America's Blood Pressure: Room for Improvement

Hypertension not well controlled in many US patients

(RxWiki News) Though high blood pressure is serious, it can often be managed with medication and lifestyle changes. But according to a new study, the problem is not well-controlled for many patients.

This new study looked at a large sample of adults with health insurance in the US.

The researchers estimated that nearly two thirds of adults with high blood pressure had their condition under control in 2012.

"Get your blood pressure checked regularly."

In people with high blood pressure, or hypertension, blood is moved too forcefully through the arteries, which can result in overstretching of the arteries' walls and putting patients at a greater risk for issues like heart attack or stroke.

According to the authors of this study, who were led by Milesh M. Patel, MS, of the Centers for Disease Control and Prevention's (CDC) National Committee for Quality Assurance, high blood pressure is a major risk factor for heart disease and contributed to more than 362,895 US deaths in 2010.

Patel and team wrote that an estimated 46,000 deaths a year could be avoided if 70 percent of patients with high blood pressure were properly treated and had their condition under control.

According to the American Heart Association, there are many ways to help control the condition, including monitoring blood pressure levels, eating better, exercising, avoiding tobacco smoke, using prescription medications and limiting alcohol.

To explore how well controlled the blood pressure of Americans was in 2012, these researchers looked at data from the 2010–2012 Healthcare Effectiveness Data and Information Set (HEDIS). This sample included 113.4 million adults with health insurance who were between the ages of 18 and 85.

Patel and colleagues found that 11 percent of all participants had confirmed high blood pressure — approximately 12.4 million people.

Of those with high blood pressure, only 64 percent (around 7.9 million people) had documentation that the condition was controlled.

The researchers noted that in 2012, the US Department of Health and Human Services created the Million Hearts initiative — an initiative which set a goal of at least 70 percent control among adults diagnosed with high blood pressure by the year 2017.
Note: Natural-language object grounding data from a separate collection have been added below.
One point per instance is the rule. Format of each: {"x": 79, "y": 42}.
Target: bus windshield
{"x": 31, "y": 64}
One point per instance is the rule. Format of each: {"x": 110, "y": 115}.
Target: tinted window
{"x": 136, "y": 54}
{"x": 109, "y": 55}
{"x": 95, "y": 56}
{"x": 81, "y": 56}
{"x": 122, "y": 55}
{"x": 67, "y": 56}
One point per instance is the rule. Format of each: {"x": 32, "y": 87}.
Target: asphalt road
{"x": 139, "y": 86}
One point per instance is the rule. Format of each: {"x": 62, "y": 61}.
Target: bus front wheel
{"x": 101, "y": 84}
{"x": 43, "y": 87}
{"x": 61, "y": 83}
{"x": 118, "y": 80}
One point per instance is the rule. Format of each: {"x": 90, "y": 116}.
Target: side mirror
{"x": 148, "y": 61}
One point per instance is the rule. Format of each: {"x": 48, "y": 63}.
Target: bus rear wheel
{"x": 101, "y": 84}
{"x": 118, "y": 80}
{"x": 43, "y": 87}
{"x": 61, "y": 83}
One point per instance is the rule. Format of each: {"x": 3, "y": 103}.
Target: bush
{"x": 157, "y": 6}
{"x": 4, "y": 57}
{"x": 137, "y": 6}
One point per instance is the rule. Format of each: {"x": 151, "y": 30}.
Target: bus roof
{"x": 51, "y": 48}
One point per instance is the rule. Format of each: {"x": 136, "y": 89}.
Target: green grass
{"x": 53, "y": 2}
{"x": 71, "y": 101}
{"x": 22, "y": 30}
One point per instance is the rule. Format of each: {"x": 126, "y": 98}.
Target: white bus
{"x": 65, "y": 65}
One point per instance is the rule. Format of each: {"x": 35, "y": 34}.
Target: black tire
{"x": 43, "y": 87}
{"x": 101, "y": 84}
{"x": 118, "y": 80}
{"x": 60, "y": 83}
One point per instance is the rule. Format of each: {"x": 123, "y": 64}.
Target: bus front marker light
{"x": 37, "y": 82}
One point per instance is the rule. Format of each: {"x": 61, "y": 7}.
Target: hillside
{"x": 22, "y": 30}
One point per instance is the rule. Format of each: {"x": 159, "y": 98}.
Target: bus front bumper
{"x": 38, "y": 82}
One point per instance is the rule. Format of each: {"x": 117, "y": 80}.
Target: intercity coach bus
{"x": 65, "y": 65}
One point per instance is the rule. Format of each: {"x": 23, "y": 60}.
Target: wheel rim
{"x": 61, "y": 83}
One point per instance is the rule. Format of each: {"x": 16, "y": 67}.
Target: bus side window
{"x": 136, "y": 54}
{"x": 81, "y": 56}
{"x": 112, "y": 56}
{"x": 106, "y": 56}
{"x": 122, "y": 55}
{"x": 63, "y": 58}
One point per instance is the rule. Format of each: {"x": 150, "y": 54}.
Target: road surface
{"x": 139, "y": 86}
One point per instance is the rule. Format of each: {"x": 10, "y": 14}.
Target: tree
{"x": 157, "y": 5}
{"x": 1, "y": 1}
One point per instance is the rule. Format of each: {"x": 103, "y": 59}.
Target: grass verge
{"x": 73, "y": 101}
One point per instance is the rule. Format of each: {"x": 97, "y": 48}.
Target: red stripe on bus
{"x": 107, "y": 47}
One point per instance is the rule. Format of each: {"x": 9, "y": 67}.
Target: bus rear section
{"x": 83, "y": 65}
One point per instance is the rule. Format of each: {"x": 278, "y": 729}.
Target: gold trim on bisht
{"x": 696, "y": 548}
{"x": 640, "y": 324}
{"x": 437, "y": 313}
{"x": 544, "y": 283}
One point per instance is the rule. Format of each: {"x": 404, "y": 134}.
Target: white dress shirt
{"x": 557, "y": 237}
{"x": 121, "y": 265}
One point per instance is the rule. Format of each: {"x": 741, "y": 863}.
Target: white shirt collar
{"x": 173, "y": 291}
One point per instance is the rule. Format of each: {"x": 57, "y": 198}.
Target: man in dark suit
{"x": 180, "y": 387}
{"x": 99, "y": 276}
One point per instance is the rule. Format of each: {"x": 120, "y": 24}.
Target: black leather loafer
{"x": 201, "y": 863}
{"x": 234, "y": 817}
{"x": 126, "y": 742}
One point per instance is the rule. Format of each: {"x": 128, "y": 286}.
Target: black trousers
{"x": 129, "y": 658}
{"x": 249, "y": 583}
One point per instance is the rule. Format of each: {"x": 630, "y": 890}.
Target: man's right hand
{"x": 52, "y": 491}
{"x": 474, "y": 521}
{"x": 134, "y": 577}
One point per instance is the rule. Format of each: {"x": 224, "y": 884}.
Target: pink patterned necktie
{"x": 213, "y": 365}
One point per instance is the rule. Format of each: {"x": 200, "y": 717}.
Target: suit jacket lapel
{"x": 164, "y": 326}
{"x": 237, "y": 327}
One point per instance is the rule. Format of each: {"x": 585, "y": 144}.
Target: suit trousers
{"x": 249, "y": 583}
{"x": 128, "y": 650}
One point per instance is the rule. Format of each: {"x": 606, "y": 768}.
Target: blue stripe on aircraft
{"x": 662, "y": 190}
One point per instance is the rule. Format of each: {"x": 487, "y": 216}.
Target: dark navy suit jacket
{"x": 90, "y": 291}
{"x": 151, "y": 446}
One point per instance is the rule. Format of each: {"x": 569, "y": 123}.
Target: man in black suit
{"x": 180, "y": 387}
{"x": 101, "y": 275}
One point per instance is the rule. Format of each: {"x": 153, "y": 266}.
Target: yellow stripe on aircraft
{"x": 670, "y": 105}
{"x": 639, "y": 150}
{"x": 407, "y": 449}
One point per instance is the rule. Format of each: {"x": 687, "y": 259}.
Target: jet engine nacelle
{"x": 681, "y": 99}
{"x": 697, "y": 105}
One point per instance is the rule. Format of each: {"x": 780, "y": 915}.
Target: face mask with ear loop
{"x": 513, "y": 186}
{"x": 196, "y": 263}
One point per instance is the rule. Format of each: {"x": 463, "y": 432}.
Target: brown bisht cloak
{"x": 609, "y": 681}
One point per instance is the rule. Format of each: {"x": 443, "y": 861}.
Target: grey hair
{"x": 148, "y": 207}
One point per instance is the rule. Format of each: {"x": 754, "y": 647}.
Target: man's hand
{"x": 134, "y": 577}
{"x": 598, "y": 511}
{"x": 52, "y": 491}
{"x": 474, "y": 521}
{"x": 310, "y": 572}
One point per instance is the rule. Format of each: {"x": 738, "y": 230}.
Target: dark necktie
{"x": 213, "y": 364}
Though 2012's estimation of 64 percent well-controlled high blood pressure was still below this goal, Patel and team noted that it was a slight improvement from results seen in 2010.

The researchers suggested standardized treatments for high blood pressure and improvements in identifying and monitoring the condition to help the US reach its goal for 2017.

"This is an important study that highlights the use of large databases to help us understand just how effective we are at recognizing high blood pressure, clinically termed hypertension, and then how effective we are at treating this condition," said Mohan Sathyamoorthy, MD, Chief of the Baylor All Saints Medical Center Cardiovascular Division.

"This study suggests that progress is being made, but much work has yet to be done, particularly in certain regions in the country," Dr. Sathyamoorthy told dailyRx News. "Hypertension is the major risk factor for stroke, and we can see through this study that if we are able to more effectively treat hypertension, we will reduce the number of strokes and ultimate deaths attributable to this condition."

It is important to note that this study only looked at adults with health insurance, and that it did not account for people who might have undiagnosed blood pressure.

This study was published in the February 14 issue of the CDC's Morbidity and Mortality Weekly Report. No conflicts of interest were reported.